Шло время, отступила прежняя острота потери, оставив щемящую грусть. Лыков мог теперь достаточно спокойно думать об этом странном явлении, конечно же, выходившем далеко за рамки обычного сновидения. Уж слишком оно потрясло его. Хотя теперь и начинало казаться, что прошло бесследно.
Было удивительно. Была радость и тоска, в старые времена сказали бы: сердечное томление, чуть позже – химия любви, а сейчас – гормональный всплеск, эндогенно-эндорфинное опьянение… То, чем все это было вызвано улетело. Куда? И откуда пришло? Он, чуть успокоившись, быстро понял, что никогда не найдет ответы на эти вопросы.
В отличие от окружающих он не видел в себе особых перемен. Разве что иное настроение. Только настроение. Сегодня оно одно, а завтра может стать другим.
На замечания о «тайной и роковой влюбленности», только усмехался.
– Да, – говорил он, – влюблен. В молодую, привлекательную… рыночную экономику. Которая обязательно обманет, как и все молодые и привлекательные. Ну, а как?
Сон. Он все же нес его в себе, помнил. Если бы это была картинка, то, наверное, он бы ее гладил и даже целовал, спрятавшись за какой-нибудь раскидистый куст. Но как погладить сон? За каким кустом?
Вначале, в первые дни, была иллюзия возвращения. Она была вызвана стремлением вернуться к безвестной реке, ощутить босыми ногами пыль дороги, услышать гул пчел,
Лыков шел сквозь августовский вечер, словно бы не касаясь его, не оставляя следов и не принимая их на себя, лишь глаза привычно отмечали детали окружающего. Догорало солнце за плотной и темной зеленью тополей, сумеречный неопределенный свет, в котором ему всегда чудился розовый пепел, стоял на улице. Андрей добрался до вокзала и остановился, ожидая, когда уйдет пассажирский и освободит путь.
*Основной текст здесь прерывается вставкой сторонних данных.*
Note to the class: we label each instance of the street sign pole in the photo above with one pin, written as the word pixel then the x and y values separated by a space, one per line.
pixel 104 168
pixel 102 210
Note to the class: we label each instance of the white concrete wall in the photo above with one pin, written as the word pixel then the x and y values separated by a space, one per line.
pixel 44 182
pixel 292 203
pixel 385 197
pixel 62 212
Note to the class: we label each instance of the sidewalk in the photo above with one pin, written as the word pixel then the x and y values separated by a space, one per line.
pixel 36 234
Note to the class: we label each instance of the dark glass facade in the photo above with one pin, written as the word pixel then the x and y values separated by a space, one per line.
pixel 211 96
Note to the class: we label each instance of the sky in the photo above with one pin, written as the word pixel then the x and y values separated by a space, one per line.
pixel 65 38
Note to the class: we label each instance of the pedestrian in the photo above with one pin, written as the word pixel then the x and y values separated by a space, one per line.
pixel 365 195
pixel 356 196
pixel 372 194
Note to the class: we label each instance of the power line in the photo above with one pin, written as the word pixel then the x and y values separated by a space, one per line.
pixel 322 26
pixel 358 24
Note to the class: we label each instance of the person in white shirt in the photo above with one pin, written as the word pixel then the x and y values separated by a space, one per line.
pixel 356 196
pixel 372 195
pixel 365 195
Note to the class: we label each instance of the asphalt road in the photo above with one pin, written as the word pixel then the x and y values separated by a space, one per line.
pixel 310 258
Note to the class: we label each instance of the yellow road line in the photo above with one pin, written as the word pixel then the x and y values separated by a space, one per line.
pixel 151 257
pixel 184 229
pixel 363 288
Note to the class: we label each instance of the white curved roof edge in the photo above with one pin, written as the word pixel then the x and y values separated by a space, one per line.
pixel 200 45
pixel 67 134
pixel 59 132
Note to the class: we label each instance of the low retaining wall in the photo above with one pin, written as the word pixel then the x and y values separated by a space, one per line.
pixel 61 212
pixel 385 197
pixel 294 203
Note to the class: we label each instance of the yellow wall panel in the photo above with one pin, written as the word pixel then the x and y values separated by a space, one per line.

Он вспомнил, как лет пять назад, здесь же видел апокалипсическую картину. Из немытого, открытого на четверть окна вагона, прямо со второй полки, торчали чьи-то голые ноги. Пятки, пальцы и маломальские выступы ступни были покрыты пылью и копотью, точно это не в дизеле тепловоза, а прямо на них сжигали солярку. Но и сквозь копоть можно было различить толстую кожу подошв, их грубую тяжесть, каменную твердость ядреных, полупрозрачной желтизны, сухих мазолей-надавов.
Ноги дернулись и приоткрыли обзор. На грязной полке лежала россиянка в каких-то немыслимых трико и футболке. Голова ее пропадала во мраке вагона: желтый свет с красной немощью стыдился высветить лоснящиеся, затертые перегородки вагона и всю ту нечистоту, что скрывалась в нем.
Лыков брезгливо повел плечами и подумал о том, как страшно, должно быть, оказаться на нижней полке в этом вагоне, ехать куда-то, ожидая неизбежного: вот сейчас тряхнет как следует на очередном уклоне или где-нибудь на стрелках и сверху, с той самой второй полки, на голову сорвется сопля или что-либо еще более мерзкое, но обязательно холодное, липкое и скользкое.
– Брр,– еще раз передернуло Лыкова.
Он не любил грязи, был брезглив, но нередко именно какая-нибудь гадость захватывала его воображение, и он, невольно, разукрашивал ее неожиданными подробностями цвета, запаха и консистенции. Горло сжималось, начиная спазматически подрагивать, и его без малого не рвало. Зачем? Чтобы точно потом описать? За каким чертом об этом писать?
Некоторые окна в вагоне были разбиты, дыры в двойных стеклах лучились звездами. И тепловоз, и вагоны были неимоверно грязны. Точно с помойки.
Сейчас стало почище. И окна целые. Смотри ты, все проходит. Даже из такой жопы вылезать стали помаленьку. Только она у нас волшебная: чем дальше ползем, тем она глубже. Приглядишься и, вроде, ползешь-то уже в обратную сторону. Опять вглубь.
Вот только об этом сейчас не хватало…
Но прошло же? Пришло же другое! Или только видимость другого? Только окна вставили…
Осталось сказать, что вот и у него все пройдет.
Окна вставит!..
Глупость. Банальность. Пошлость.
К дому Лыков подошел уже в полутьме. Красный свет штор заливал лоджию. Кухонное окно жило своей зеленой жизнью, настойчиво высвечивая свой угол.
Лена открыла дверь, заглянула в расширившуюся щель и тут же скрылась за брякнувшими деревянно-кольчатыми занавесками: на кухне что-то жарилось, шипя и потрескивая, и, видимо, пеклось, запах струился в коридор, встречая у порога хозяина.